The home-grown players, like Philipp Lahm, Thomas Müller and Bastian Schweinsteiger, have all come through the academy at Säbener Strasse, an impressive but compact facility in the suburbs of Munich where kids could be glimpsed training on adjoining pitches to the revered first team.

There are only five pitches plus some administrative offices, press and other facilities at the training ground and academy. The club’s historical attachment to the site, which is now surrounded by housing that makes expansion impossible, has apparently prevented a move to a new location out further from the city despite the fact that land was acquired for the purpose some years back.

As it is, Säbener Strasse is well known by locals, several hundred of whom turn up to seek autographs on the day we are there and during the school holidays up to 3,000 or so are allowed in to watch open training sessions. Few could argue with the success of the academy which is home to 11 teams and around 185 players, including a dozen or so from overseas who can be living on-site at any one time.

The likes of Götze, meanwhile, can be acquired from Bundesliga rivals who, even when they can afford to turn down the huge fees on offer as Borussia Dortmund have on a couple of occasions, still lose out due to a mix of Bayern’s allure and salary structure (Ribery is rumoured to be on €14 million a year).

On top of which, the team’s remarkable recent success combined with Guardiola’s arrival has made Munich all the more marketable to foreign stars weighing up where they might best make their best move to.

If it were all intended to instil a sense of supremacy in the players already there then there are times when the likes of Müller suggests they are succeeding and yet, for all the confidence that the team and everyone associated with it seems to exude, there is nothing like the sense of arrogance that seemed to dog the place during the tumultuous “FC Hollywood” days.

And while the success of the club itself obviously predictably inspires an ABB (Anything But Bayern) cohort there is a fair bit to admire about the German champions.

Its financial independence is, for a start, something for those rivals dependent on oligarchs or sheikhs or good old fashioned accumulated debt to marvel at and envy.

And its history is a proud one too. Bayern wasn’t born with a silver spoon in its collective sporting mouth. The club lost out to rivals several times when big decisions had to be made with TSV 1860 Munich, for instance, admitted to the Bundesliga before it.
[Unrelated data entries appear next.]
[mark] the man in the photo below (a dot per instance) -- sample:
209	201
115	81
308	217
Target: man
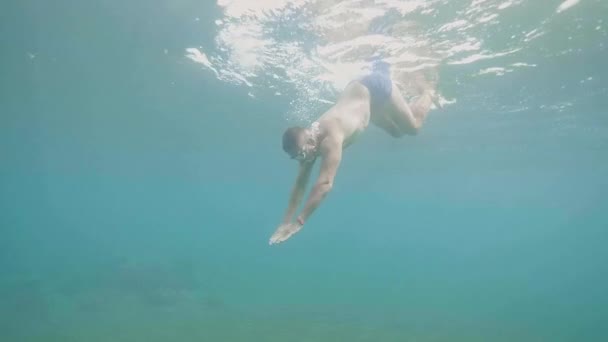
374	98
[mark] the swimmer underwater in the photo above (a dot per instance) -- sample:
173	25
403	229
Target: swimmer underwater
373	98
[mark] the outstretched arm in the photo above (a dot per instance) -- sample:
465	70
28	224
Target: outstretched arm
332	154
297	191
331	150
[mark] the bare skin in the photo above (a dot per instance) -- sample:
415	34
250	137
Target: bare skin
338	128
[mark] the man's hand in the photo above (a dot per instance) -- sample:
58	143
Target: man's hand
284	232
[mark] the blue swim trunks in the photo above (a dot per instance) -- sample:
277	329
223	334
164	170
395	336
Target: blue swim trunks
379	83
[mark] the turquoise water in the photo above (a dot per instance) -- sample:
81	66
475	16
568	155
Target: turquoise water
138	189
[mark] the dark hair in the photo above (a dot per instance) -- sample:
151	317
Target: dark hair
290	139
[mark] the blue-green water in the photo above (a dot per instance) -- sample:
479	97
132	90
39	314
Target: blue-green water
138	191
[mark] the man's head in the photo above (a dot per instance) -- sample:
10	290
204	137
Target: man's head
299	143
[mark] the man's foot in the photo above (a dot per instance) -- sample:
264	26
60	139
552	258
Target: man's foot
284	232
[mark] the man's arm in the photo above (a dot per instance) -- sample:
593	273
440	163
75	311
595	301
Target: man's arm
332	155
298	190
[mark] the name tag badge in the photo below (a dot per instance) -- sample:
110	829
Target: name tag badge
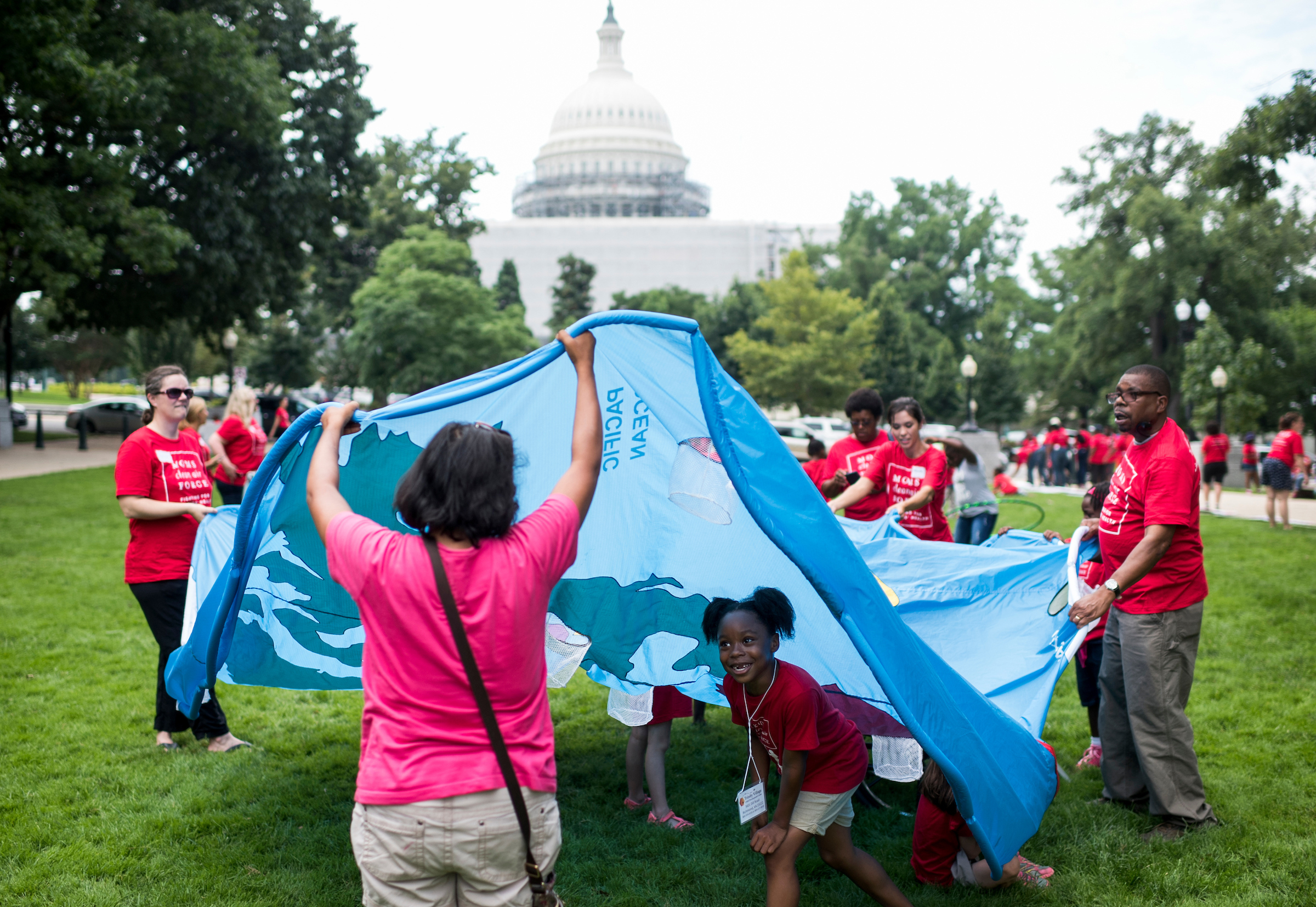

It suffered too in the early days of the Nazi regime when it was known as a club with Jewish links.

The club has shown considerable generosity to rivals at key times too, bailing out 1860 more than once and even helping to save arch modern-day rivals Dortmund barely a decade ago with an unsecured €2 million loan when last season’s beaten Champions League finalists couldn’t pay wage bills.

So Bayern are entitled to their day in the sun.

The challenge now, as Alex Ferguson might put it, is for somebody else to knock them off their perch just they have done, for the moment at least, to Barcelona.